November 7, 2008 | By Tim Jones

A Privacy Agenda For The New Administration

This is the first post in a three part series directed at restoring some of the civil liberties we've lost over the past eight years. Today's post is about our privacy rights. We'll follow this up early next week with our thoughts on intellectual property rights and government transparency.

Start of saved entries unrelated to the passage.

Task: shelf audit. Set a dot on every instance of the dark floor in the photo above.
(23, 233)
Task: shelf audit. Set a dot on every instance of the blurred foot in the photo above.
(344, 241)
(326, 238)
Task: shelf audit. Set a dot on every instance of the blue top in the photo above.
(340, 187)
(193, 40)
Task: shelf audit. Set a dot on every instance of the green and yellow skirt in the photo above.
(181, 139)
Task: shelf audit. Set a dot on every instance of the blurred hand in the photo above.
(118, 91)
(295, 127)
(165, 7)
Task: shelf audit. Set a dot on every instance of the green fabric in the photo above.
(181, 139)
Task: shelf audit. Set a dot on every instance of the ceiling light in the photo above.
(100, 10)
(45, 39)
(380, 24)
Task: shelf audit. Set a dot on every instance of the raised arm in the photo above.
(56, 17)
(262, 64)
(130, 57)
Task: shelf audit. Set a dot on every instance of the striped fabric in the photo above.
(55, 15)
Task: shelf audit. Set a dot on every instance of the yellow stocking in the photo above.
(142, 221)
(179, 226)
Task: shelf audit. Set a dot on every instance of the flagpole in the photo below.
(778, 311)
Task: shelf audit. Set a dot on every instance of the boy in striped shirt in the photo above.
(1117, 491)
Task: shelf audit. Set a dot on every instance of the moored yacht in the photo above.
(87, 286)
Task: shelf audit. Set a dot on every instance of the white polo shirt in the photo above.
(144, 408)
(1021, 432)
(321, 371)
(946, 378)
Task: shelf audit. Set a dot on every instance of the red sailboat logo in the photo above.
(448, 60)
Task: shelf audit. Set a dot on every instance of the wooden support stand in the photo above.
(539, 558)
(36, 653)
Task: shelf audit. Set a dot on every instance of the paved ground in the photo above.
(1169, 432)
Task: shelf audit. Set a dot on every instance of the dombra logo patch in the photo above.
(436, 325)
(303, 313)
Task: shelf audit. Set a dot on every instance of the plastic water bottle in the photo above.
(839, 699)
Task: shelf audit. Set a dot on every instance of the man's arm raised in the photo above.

As new leaders prepare to move into the White House and Congress over the next few months, we'd like to call on them to restore Americans' privacy rights. Here's a little "wish list" we'd like to put forward:

  1. Repeal or repair the FISA Amendments Act (FISAAA). There are a great many flaws in FISAAA, which was passed last Summer after a long and difficult fight. Most significantly, the provisions granting retroactive immunity from litigation to telecommunications companies complicit in the Bush Administration's warrantless wiretapping program should be repealed so that the millions of Americans who have been illegally surveilled can have their day in court.

  2. Reform the Electronic Communications Privacy Act (ECPA). ECPA is a major law restricting the government's ability to surveil citizens and is in desperate need of reform. It has become dangerously out-of-sync with recent technological developments and Americans' expectation of online privacy. In particular, the privacy of personal data should not depend on how long an ISP has stored that data or whether the data is stored locally or remotely.

  3. Reform the State Secrets Privilege. The State Secrets Privilege has been radically abused by the Bush Administration, particularly to shield its electronic surveillance activity from judicial review. The new administration should voluntarily reduce its use of the privilege, and work with Congress to reform the privilege and insure that claims of state secrecy are subject to independent judicial scrutiny.

  4. Scale back the use of National Security Letters to gag and acquire data from online service providers. The REAL ID Act, with its requirement that Americans carry a national ID card, has been rejected by many U.S. states and should be federally repealed. Large-scale government data collection and data-mining projects like Automated Targeting System (ATS) should be reduced or eliminated. Invasive border-searches of electronic devices should be stopped.